I requested “Taking Woodstock,” Ang Lee’s 2009 feature film, via inter-library loan. It revolves, sort of, around the guy whose parents owned the sleepy motel that festival organizers turned into a base.
Another resource on that list, published in August of this year, is John Kane’s book, “Pilgrims of Woodstock: Never-Before-Seen Photos.” The book features the previously unpublished photographs of Richard Bellak, a photojournalist who focused his camera on the audience, not the performers. The Warwick Free Public Library is sponsoring a multi-media presentation by Kane on Saturday, Oct. 19 at 5 p.m. at the Warwick Town Hall. The free event is open to all and co-sponsored by the Wendell and Athol public libraries.
”You can almost sense that Bellak is tiptoeing around these sleeping encampments,” Kane said in a CNN interview published Aug. 13. “He must not have got any sleep at all.”

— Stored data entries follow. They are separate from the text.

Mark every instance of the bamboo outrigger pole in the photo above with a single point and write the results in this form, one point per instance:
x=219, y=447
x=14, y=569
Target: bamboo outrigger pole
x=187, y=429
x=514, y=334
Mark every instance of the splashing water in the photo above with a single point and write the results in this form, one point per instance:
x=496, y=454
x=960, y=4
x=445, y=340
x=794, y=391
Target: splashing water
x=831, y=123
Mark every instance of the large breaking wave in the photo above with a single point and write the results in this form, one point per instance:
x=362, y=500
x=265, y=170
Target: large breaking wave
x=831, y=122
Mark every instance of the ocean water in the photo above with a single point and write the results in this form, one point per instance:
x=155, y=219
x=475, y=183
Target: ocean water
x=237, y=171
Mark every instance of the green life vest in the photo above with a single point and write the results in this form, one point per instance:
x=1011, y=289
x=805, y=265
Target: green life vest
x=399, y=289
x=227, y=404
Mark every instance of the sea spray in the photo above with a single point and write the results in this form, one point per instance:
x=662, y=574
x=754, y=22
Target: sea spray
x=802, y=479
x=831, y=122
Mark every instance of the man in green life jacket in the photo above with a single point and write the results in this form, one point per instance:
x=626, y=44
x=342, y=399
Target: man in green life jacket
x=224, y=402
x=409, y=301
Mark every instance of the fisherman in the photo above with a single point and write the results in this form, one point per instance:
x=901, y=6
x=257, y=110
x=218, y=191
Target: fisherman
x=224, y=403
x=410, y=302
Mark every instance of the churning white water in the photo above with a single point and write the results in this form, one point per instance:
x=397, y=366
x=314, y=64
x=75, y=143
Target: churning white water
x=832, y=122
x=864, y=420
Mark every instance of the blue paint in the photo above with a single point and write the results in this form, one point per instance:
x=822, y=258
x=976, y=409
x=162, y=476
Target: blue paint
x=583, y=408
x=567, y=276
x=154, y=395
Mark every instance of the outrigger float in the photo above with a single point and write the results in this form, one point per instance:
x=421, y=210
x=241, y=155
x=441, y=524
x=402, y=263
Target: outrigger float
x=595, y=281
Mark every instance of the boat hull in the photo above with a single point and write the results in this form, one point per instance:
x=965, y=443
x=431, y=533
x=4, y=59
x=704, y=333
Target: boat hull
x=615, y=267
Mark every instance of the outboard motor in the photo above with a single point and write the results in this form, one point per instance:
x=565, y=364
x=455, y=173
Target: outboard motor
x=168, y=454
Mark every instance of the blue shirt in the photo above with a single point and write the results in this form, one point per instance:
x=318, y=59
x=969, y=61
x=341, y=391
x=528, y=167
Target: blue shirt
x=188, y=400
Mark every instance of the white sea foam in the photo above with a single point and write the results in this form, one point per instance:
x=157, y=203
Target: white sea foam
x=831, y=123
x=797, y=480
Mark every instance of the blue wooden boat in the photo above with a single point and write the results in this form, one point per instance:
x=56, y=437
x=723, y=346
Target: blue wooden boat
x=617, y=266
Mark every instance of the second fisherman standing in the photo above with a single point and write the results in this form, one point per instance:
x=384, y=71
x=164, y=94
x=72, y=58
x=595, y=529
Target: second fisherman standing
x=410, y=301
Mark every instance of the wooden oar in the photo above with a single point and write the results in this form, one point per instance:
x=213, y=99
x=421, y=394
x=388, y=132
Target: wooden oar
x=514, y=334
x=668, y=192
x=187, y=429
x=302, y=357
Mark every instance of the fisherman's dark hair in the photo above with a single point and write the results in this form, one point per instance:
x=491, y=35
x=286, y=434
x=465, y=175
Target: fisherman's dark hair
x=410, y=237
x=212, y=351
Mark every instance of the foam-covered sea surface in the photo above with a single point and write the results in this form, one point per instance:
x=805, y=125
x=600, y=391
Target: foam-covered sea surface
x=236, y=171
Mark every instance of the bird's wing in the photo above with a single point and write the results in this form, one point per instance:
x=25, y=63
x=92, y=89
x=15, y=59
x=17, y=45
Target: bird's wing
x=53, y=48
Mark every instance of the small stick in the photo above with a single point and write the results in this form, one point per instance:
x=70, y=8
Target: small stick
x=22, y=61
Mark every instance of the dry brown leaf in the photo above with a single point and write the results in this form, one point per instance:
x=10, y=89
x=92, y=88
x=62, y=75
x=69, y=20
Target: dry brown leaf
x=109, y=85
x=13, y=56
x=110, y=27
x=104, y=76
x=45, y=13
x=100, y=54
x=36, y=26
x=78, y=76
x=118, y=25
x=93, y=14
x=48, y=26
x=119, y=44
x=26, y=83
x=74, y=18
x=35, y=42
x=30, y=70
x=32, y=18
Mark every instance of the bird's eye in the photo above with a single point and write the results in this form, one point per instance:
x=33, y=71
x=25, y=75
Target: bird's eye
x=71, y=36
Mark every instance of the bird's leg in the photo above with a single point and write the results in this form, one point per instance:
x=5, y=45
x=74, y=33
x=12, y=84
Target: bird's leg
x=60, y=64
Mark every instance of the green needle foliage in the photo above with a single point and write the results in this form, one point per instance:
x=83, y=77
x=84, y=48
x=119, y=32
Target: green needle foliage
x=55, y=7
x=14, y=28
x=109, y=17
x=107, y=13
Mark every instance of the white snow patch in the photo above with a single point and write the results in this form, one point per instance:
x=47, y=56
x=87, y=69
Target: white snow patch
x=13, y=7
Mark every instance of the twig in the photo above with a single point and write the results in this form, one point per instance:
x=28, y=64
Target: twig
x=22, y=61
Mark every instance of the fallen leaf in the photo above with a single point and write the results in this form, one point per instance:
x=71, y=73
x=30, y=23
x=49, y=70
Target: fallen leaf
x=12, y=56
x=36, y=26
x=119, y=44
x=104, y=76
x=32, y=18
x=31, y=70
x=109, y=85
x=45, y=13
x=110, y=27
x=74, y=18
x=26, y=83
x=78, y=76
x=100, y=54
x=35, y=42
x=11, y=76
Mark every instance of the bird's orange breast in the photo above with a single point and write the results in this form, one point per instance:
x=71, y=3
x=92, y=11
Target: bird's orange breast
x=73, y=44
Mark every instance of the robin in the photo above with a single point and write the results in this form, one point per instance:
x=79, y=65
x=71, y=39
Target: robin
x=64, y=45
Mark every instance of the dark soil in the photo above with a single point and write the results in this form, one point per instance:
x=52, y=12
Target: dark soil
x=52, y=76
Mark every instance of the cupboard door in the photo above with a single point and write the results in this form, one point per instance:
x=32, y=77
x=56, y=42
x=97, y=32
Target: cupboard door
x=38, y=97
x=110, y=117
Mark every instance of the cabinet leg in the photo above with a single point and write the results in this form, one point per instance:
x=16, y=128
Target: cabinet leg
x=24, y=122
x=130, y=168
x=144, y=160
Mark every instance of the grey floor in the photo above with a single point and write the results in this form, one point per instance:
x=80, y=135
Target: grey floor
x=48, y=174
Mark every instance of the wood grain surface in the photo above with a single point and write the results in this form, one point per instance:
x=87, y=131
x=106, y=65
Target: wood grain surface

Kane said Bellak, a native New Yorker, was able to capture the diversity of the crowd in a way rarely, if ever, seen. One book reviewer wrote: “You may have seen the film. You may have heard the album. But you probably have not seen or heard that much from those who attended. Pilgrims of Woodstock fills this gap in a colorful and informative way.”
One Warwickian who was there told me she arrived early and spent the entire week with the Hog Farm folks, who built trails, made food for thousands in their free kitchen, and were tasked by festival organizers with running security — they became the “Please Force.”
“We worked hard,” she said. “I was just a very young hippie, but they were the real thing.”
Another Warwickian, fresh out of high school and working on Wall Street, shared how a co-worker told her he was leaving work early to go to Woodstock and she told him, “You’ll be fired.”
He went and was fired.
Kane, an artist and educator, was researching the festival for a book when he purchased the unpublished negatives at an auction of the late photographer’s estate. In addition to Bellak’s photos, Kane’s book and presentation include excerpts of recent interviews with dozens of festival attendees. His presentation also features rare video footage.
One of Kane’s interviewees, Paul, who was 20 at that time, said: “When I tell people I attended Woodstock, they often ask who my favorite performer was. I tell them that the audience was my favorite performer. At Woodstock, we were the show.”
Interviewed late in his career, Bellak said his festival experience was “wonderful,” and if not for “two girls from Detroit,” who sheltered him in their tent, the photographic negatives would have never survived.
“It was a great moment,” he said.
Ivan Ussach is the director of the Warwick Free Public Library.